Over the past week all of our core market health indicators fell. Most notable is our measures of risk. Our core measures of risk fell from moderate levels to almost warning. It will take a large sell off in the last hour to take this category below zero and have us increase our hedges and/or raise cash.
Our market risk indicator has three of its four components warning. This is very unusual given the fact that the market is only down about 3% from all time highs. This tells me that market participants are skittish…which increases the risk of a sharp sell off. If this indicator signals we’ll be changing the hedge to an instrument that benefits from higher volatility. I don’t expect it to signal today, but if it does I’ll update this post before the market closes.

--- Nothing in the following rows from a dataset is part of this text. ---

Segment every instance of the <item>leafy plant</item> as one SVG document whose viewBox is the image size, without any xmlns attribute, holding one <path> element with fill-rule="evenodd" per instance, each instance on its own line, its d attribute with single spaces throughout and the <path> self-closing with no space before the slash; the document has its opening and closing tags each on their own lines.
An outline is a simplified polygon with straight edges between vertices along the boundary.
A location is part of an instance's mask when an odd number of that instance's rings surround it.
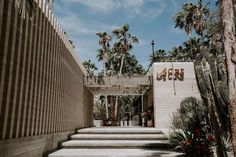
<svg viewBox="0 0 236 157">
<path fill-rule="evenodd" d="M 195 128 L 194 131 L 174 130 L 169 136 L 169 143 L 188 157 L 212 157 L 213 141 L 213 136 L 207 136 L 206 132 L 200 128 Z"/>
</svg>

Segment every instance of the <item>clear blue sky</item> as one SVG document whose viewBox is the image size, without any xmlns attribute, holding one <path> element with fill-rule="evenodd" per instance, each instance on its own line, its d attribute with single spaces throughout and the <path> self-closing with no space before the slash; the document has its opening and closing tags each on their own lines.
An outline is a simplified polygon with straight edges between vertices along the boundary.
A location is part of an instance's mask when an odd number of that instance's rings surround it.
<svg viewBox="0 0 236 157">
<path fill-rule="evenodd" d="M 216 0 L 209 1 L 214 7 Z M 171 50 L 188 39 L 182 30 L 174 28 L 172 21 L 186 2 L 195 0 L 56 0 L 53 12 L 74 42 L 80 60 L 90 59 L 98 67 L 101 63 L 96 59 L 99 48 L 96 32 L 111 32 L 128 23 L 130 32 L 140 42 L 131 53 L 146 68 L 152 40 L 155 49 Z"/>
</svg>

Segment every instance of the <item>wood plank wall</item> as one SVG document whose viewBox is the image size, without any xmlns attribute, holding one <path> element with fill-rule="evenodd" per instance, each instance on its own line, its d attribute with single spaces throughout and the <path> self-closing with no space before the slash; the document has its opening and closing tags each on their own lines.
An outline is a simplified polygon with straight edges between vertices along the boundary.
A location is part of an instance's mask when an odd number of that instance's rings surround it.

Another sign of rising risk is the performance of Junk Bonds (JNK) compared to High Quality Bonds (LQD). LQD is rising while JNK is falling. This tells us that bond holders are becoming risk averse. When this occurred in October the S&P 500 Index (SPX) quickly followed junk bonds lower.
One thing that suggests that this is the beginning of a sell off rather than the end of one is a weekly chart of SPX with Elder Impulse bars. It has painted a blue bar. As you can see below, blue bars often precede short term dips.
I mentioned on Monday that Trade Followers issued market consolidation warnings for several indexes. The one index that still hasn’t signaled is the Russell 2000 (RUT or IWM). This chart gives some hope for the bulls because IWM has been holding up relatively well this week. In addition, momentum from the Twitter stream is trying to break higher while IWM is painting a bullish consolidation pattern. If momentum and price can break above their current patterns then the odds will favor higher prices into the end of the year.
Bottom line, I’m seeing signs of risk rising, but there isn’t an official warning yet. As a result, we’re still slightly long and waiting for the market to clear the weakness in our core indicators.